The corruption investigation into the Los Angeles County assessor's office broadened Tuesday with prosecutors filing dozens of new charges against embattled Assessor John Noguez, one of his former top aides and a tax consultant.
The three were originally arrested in October in an alleged scheme to trade bribes for lower property tax bills, costing the county $1.16 million in revenue. The new charges filed Tuesday bring the alleged loss to $9.8 million, prosecutors said.
Noguez is Los Angeles County's elected assessor, responsible for determining the taxable value of more than 2.3 million pieces of real estate.
Prosecutors allege that Noguez accepted bribes from consultant Ramin Salari to lower property tax assessments for some of Salari's wealthy clients — many of them on the Westside — who in turn typically paid Salari 50% of any tax refunds they received.
Mark McNeil, one of Noguez's deputies, is accused of making sure property assessments were lowered for the selected property owners.
Noguez, Salari and McNeil have pleaded not guilty to all of the charges.
Prosecutors surprised the three men at a routine hearing in their case Tuesday, charging them with 41 new felonies involving bribes allegedly paid to reduce assessed values on up to 18 additional properties across Los Angeles County, including Pasadena, Torrance and Van Nuys.
Salari was charged in all of the new felonies, which included grand theft and bribery.
Noguez and McNeil were included in 11 new counts of misappropriation of public funds.
Among the new properties, according to prosecutors: The Plaza Las Fuentes complex in Pasadena, where taxes were reduced by $4.2 million; the Tahiti Marina apartments in Marina Del Rey where taxes were reduced by $3.4 million; and a car dealership in the South Bay that disappeared from the tax roll altogether for a time, saving the owners $1.4 million in taxes.
Representatives of those properties did not immediately respond to requests for comment.
Prosecutors said the reductions came about as a result of more than $175,000 in bribes Salari paid to a fourth man, former low-level assessor's office employee Scott Schenter.
Schenter was arrested in Mayand accused of illegal reductions that wiped nearly $172 million from the county tax rolls. He has been cooperating with prosecutors since then.
Schenter's attorney, John Powers, said Tuesday that his client "has acknowledged to the district attorney's office that he did in fact receive bribes for reducing property values for Ramin Salari." Powers declined to say how much Schenter has admitted taking, or which properties were involved.
Salari's attorney, Mark Werksman, denied that his client ever bribed Schenter, whom he described as "a loose cannon who will say anything and do anything to make himself important and to get what he wants. What he wants now is a reduced sentence."

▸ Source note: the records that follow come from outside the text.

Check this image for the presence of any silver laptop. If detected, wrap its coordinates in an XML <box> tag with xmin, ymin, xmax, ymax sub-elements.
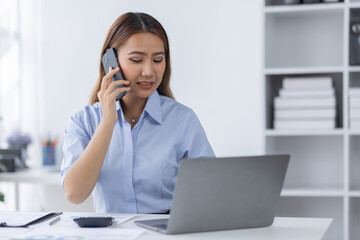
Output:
<box><xmin>135</xmin><ymin>155</ymin><xmax>290</xmax><ymax>234</ymax></box>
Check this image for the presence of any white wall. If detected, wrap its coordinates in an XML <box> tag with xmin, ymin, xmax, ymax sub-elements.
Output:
<box><xmin>38</xmin><ymin>0</ymin><xmax>263</xmax><ymax>159</ymax></box>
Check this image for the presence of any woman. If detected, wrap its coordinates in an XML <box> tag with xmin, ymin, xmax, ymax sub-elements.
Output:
<box><xmin>61</xmin><ymin>13</ymin><xmax>214</xmax><ymax>213</ymax></box>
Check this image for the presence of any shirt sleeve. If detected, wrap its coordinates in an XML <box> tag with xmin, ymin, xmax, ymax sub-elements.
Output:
<box><xmin>60</xmin><ymin>114</ymin><xmax>91</xmax><ymax>186</ymax></box>
<box><xmin>182</xmin><ymin>110</ymin><xmax>215</xmax><ymax>158</ymax></box>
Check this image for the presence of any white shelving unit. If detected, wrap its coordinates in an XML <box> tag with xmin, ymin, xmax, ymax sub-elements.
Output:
<box><xmin>263</xmin><ymin>0</ymin><xmax>360</xmax><ymax>240</ymax></box>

Deputy Dist. Atty. Susan Schwartz told reporters outside the courtroom Tuesday that "our investigation is ongoing," but she did not elaborate. Sources close to the inquiry have said investigators are exploring charges against property owners and other assessor's office employees.
Noguez has been on paid leave from his $197,000-per-year assessor's job since June. After his arrest in October, he spent about five months in jail before raising $1-million bail.
The scandal that engulfed him began in January 2011, when supervisors in the assessor's Culver City office discovered that Schenter had inexplicably lowered taxable values on pricey parcels in Brentwood, Pacific Palisades and Beverly Hills.
Schenter subsequently told The Times, and then prosecutors, that he hoped the recipients of those reductions could be persuaded to contribute to Noguez's 2010 election campaign. Many of the homeowners and business owners were Salari's clients.
Noguez, who was a career civil servant at the assessor's office before running for the agency's top job, has said that he may have asked Schenter for help raising campaign money, but denies asking him to lower property values to drum up contributions.
In October, Noguez was charged with taking $185,000 in bribes from Salari in 2010 while he was running for office. Prosecutors alleged that $5,000 of that was in the form of campaign contributions, the rest was paid through personal checks from Salari that Noguez did not report on his financial disclosure forms.
Asked about those payments Tuesday morning, Salari said, "They were loans. I don't know all the reporting requirements, all I know is I did nothing wrong."
Salari has consistently maintained that all of the reductions he got for his clients were warranted, most of them based on the decline in real estate values in the last decade.
Also on Tuesday, prosecutors filed a new motion to seize millions of dollars worth of Salari's assets, including bank accounts, his Scottsdale, Ariz., home, his mother's home in Encino and a Mercedes, a BMW, an Infiniti and a Ferrari.
A judge had ordered all of that property returned to Salari yesterday — before the new charges.
Times staff writer Doug Smith contributed to this report.